La question de la justification des restrictions de concurrence pourrait se poser en particulier à propos de la gestion exclusive des systèmes de retraite complémentaire des fonctionnaires par trois organismes, la Caisse nationale de prévoyance de la fonction publique (PREFON), le Comité de gestion des oeuvres sociales des établissements d'hospitalisation (C.G.O.S.) et l'Union nationale des mutuelles de retraite des instituteurs et des fonctionnaires de l'éducation nationale et de la fonction publique (U.N.M.R.I.F.E.N.-F.P., proposant les produits C.R.E.F. et Force +). Ces dispositifs de retraite complémentaire facultative fonctionnant entièrement ou partiellement par capitalisation, ne relèvent pas du champ de la protection sociale, mais sont des produits d'assurance assortis d'un avantage fiscal, la déductibilité du revenu imposable des cotisations versées, qui place les organismes auxquels est réservée, en droit ou en fait, la distribution de cet avantage dans une situation plus favorable que les opérateurs proposant d'autres produits d'épargne retraite, sans que ces restrictions de concurrence soient nécessairement justifiées par la mission particulière confiée à ces organismes. Même si ces derniers se voient imposer certaines contraintes liées à la finalité sociale alléguée de ces régimes de retraite, il n'est pas certain que ces contraintes impliquent nécessairement une absence de rentabilité économique, alors, par ailleurs, que l'existence de l'avantage fiscal facilite la commercialisation du produit. On peut d'ailleurs relever qu'il y a quelques années, une société d'assurance avait demandé l'autorisation de distribuer ce produit réservé aux fonctionnaires.

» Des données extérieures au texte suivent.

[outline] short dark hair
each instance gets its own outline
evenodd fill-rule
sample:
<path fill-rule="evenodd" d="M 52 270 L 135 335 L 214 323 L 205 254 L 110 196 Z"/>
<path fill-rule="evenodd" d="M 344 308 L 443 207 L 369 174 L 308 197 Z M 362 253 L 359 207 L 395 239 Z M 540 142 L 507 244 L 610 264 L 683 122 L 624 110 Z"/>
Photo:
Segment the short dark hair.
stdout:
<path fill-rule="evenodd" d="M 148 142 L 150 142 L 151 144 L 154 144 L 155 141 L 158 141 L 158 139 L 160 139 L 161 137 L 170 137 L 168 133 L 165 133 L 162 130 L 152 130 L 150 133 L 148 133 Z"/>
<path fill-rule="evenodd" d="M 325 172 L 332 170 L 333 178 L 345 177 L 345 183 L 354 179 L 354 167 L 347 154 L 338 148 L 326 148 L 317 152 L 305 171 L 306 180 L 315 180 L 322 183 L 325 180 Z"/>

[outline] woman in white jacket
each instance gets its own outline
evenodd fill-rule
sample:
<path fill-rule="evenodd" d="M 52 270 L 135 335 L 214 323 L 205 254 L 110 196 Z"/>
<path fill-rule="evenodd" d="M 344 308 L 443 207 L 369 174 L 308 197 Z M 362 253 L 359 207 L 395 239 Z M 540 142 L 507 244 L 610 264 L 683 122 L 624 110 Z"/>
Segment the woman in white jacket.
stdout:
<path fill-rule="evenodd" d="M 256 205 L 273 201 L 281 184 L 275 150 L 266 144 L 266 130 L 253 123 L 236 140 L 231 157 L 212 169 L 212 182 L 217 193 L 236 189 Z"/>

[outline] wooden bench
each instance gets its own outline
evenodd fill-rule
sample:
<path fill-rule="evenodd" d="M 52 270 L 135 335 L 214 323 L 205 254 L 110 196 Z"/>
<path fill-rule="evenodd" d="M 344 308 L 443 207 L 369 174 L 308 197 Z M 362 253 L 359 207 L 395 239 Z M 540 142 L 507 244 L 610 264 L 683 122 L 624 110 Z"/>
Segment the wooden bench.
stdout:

Un raisonnement de même type pourrait être fait à propos des rentes des anciens combattants dont la constitution est réservée aux groupements mutualistes (article L.321-9 du code de la mutualité), alors que ces produits d'épargne retraite complémentaire facultative par capitalisation ouvrent droit à plusieurs avantages consentis par l'Etat, une majoration de la rente et son non-assujettissement à l'impôt sur le revenu (article 81-12° du code général des impôts), ainsi que la déductibilité du revenu imposable des cotisations versées. Dans ce cas, l'exclusivité n'est pas accordée par les pouvoirs publics à une entreprise, mais à une catégorie déterminée d'opérateurs.